Invocation for a Wandering Lake

Patty Chang

张怡

Production date
2016

Object Detail


Media
two channel video (color, sound), cardboard
Measurements
Desert: 12 min 58 sec
Water: 12 min 58 sec
Notes
In 2009 Chang travelled to Xinjiang province, following in the footsteps of Swedish explorer Sven Hedin, who led a significant Sino-Swedish expedition between 1927 and 1933 that located hundreds of archaeologically significant sites between Manchuria and Xinjiang. In 1938 Hedin had published a book, The Wandering Lake, that recounts his search for a mysterious vanishing body of water named Lop Nur.

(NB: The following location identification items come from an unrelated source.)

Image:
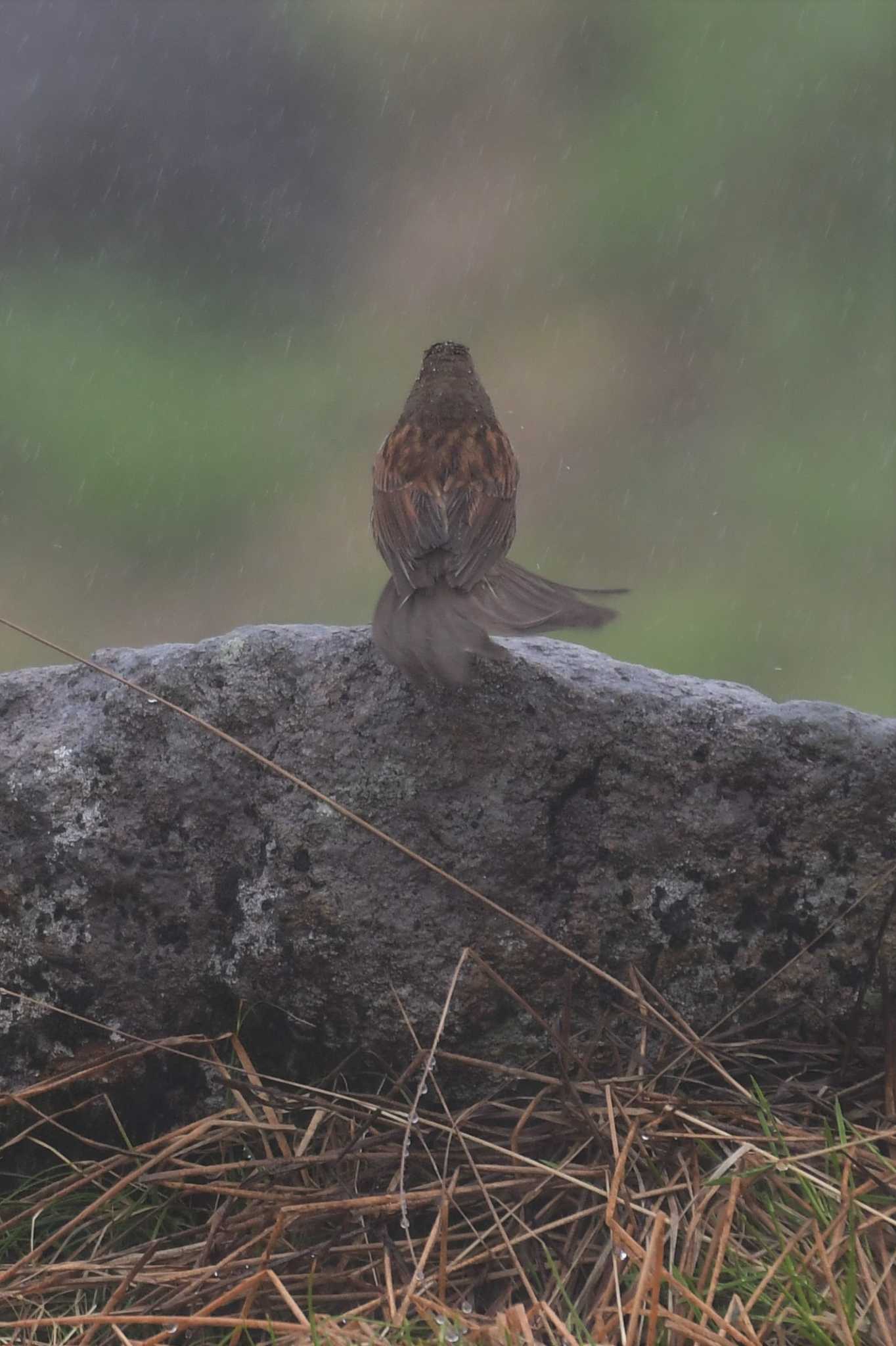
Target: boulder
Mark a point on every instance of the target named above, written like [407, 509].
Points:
[152, 878]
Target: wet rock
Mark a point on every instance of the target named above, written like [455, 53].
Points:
[152, 878]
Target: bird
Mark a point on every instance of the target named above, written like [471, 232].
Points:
[443, 519]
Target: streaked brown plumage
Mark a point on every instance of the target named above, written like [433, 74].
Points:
[444, 515]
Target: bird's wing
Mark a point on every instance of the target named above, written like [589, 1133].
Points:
[408, 519]
[482, 507]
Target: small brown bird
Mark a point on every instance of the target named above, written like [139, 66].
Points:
[444, 515]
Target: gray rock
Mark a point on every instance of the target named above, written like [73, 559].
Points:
[151, 877]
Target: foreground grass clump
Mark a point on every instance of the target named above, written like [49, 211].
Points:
[738, 1192]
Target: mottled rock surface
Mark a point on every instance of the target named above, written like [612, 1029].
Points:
[151, 875]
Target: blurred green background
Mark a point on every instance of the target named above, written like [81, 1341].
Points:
[666, 231]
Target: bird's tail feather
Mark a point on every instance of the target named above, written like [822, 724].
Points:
[435, 632]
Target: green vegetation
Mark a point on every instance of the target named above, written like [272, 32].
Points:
[665, 229]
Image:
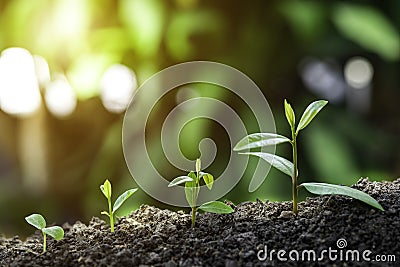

He undertook several expeditions to locate this lake, which many years later became a Chinese Government nuclear weapons test site. Chang was fascinated by this phenomenon of the elusive migrating lake, but she was prevented from returning to Xinjiang due to tightening government control over the Uyghur Muslim population; she therefore sought out other similarly remote and damaged locations. Invocation for a Wandering Lake (2016), a video installation in two parts projected onto long, folding cardboard panels, represents alternative sites, ‘stand-ins’ for Lop Nur. The first part of the installation was filmed on the rocky shores of Fogo Island in Newfoundland, Canada. Chang stands thigh-deep in the waves and washes the partially beached, rotting body of a sperm whale. Part 2 shows the artist in Uzbekistan, scrubbing the rusted hull of a beached vessel, a boat listing on pale sand that was once the sea bed: the Aral Sea lost up to 80 percent of its volume due to the Soviet Union’s ill-conceived irrigation projects of the 1960s. Part 1 speaks of indescribable sorrow as Chang gently washes the carcass, just as human bodies are washed and anointed before funerary rites. Part 2 considers the impact of human intervention on natural cycles and systems. Chang thought the act of washing was an invocation, a devotional ritual of cleansing.